Para aquellos que decidan iniciarse en el running, la clave es clara: progresión y constancia. “Es mejor empezar caminando que intentar correr cinco minutos y no poder continuar”, apunta el experto. El organismo necesita adaptarse gradualmente al esfuerzo, y esto implica aumentar progresivamente la intensidad, la duración y la frecuencia de los entrenamientos. Pasar de dos sesiones semanales a tres o cuatro, o incrementar los kilómetros de manera controlada, son estrategias básicas para evitar lesiones.

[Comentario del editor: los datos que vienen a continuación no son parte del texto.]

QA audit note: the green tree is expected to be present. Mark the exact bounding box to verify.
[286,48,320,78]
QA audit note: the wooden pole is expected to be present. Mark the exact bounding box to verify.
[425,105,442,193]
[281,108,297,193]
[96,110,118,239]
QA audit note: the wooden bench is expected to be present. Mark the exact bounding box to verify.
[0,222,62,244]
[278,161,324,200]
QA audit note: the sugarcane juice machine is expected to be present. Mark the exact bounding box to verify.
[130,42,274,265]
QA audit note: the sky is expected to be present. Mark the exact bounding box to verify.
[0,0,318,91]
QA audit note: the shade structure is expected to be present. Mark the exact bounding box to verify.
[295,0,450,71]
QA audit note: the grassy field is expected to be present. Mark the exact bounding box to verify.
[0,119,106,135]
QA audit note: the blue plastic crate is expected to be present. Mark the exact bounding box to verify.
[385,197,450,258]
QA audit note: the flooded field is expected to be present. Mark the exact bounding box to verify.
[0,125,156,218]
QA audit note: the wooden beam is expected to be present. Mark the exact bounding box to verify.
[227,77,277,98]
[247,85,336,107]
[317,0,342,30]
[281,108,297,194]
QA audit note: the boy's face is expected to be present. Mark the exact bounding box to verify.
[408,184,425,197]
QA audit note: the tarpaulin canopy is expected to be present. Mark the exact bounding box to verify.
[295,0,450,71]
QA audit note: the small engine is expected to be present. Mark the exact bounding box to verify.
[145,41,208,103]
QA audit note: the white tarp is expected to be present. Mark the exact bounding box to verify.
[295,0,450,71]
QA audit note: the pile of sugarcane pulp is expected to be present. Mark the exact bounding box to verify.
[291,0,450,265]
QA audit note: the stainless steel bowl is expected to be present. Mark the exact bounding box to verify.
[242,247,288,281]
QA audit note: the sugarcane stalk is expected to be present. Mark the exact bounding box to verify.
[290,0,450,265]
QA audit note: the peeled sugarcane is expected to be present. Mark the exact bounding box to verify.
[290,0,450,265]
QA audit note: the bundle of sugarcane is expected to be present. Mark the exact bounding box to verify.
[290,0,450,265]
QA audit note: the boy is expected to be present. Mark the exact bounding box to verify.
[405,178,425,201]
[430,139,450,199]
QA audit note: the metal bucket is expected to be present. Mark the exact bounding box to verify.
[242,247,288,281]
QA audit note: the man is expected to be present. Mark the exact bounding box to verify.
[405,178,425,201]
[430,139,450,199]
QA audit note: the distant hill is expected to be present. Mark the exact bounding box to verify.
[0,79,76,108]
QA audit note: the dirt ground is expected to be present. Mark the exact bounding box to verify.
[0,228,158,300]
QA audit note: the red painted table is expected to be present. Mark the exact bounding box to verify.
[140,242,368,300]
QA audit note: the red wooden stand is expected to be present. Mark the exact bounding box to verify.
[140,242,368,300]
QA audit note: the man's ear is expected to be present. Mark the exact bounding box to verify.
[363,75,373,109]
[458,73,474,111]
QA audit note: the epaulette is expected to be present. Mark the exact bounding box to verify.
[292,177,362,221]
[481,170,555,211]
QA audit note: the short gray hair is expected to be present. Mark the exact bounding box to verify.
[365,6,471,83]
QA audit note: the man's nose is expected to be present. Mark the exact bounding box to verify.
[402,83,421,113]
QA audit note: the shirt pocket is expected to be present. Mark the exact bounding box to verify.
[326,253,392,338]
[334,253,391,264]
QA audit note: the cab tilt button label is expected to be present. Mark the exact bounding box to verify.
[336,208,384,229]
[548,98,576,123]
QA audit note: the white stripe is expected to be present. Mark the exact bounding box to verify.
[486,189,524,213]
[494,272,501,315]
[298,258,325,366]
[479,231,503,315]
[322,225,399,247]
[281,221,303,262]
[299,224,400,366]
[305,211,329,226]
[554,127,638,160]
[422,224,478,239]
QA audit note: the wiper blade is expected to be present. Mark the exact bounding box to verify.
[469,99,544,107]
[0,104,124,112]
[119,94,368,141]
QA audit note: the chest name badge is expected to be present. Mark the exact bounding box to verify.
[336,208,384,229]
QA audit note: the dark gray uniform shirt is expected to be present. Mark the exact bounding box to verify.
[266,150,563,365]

Antes de empezar a entrenar de forma regular, también es recomendable someterse a una revisión médica con prueba de esfuerzo y hacer un control podológico. Muchas lesiones tienen su origen en los pies, y una mala pisada puede derivar en problemas más graves si no se corrige a tiempo.
Objetivos
Otro aspecto clave es la definición de objetivos. Aunque los grandes logros como completar un maratón pueden ser motivadores, no son necesarios para disfrutar del running. López recomienda fijarse retos realistas y progresivos, adaptados al nivel de cada persona. Establecer objetivos parciales, como mantener un ritmo determinado o completar una distancia concreta, ayuda a mantener la motivación y a evitar frustraciones.
En cuanto al entrenamiento, la variedad es esencial. Alternar sesiones de carrera continua con series, intervalos o cambios de ritmo permite mejorar el rendimiento y evitar la monotonía. También es importante calentar adecuadamente antes de empezar y dedicar tiempo a los estiramientos, tanto dinámicos como estáticos.
Además, el trabajo de fuerza es un complemento imprescindible. Ejercicios con el propio peso corporal, subidas de escaleras o trabajo con gomas ayudan a fortalecer no solo las piernas, sino también el core, la espalda y los brazos, reduciendo el riesgo de lesiones.
El calzado
Finalmente, el calzado juega un papel fundamental. Las zapatillas deben ser cómodas y adaptarse a la pisada de cada corredor, ya sea pronadora, supinadora o neutra. En este sentido, el experto desaconseja modelos con placa de carbono para corredores amateurs, ya que están pensados para la élite y pueden aumentar el riesgo de lesión.
El running puede ser una actividad saludable y gratificante, pero requiere planificación, conocimiento y escuchar el propio cuerpo. Correr, sí, pero siempre con sensatez.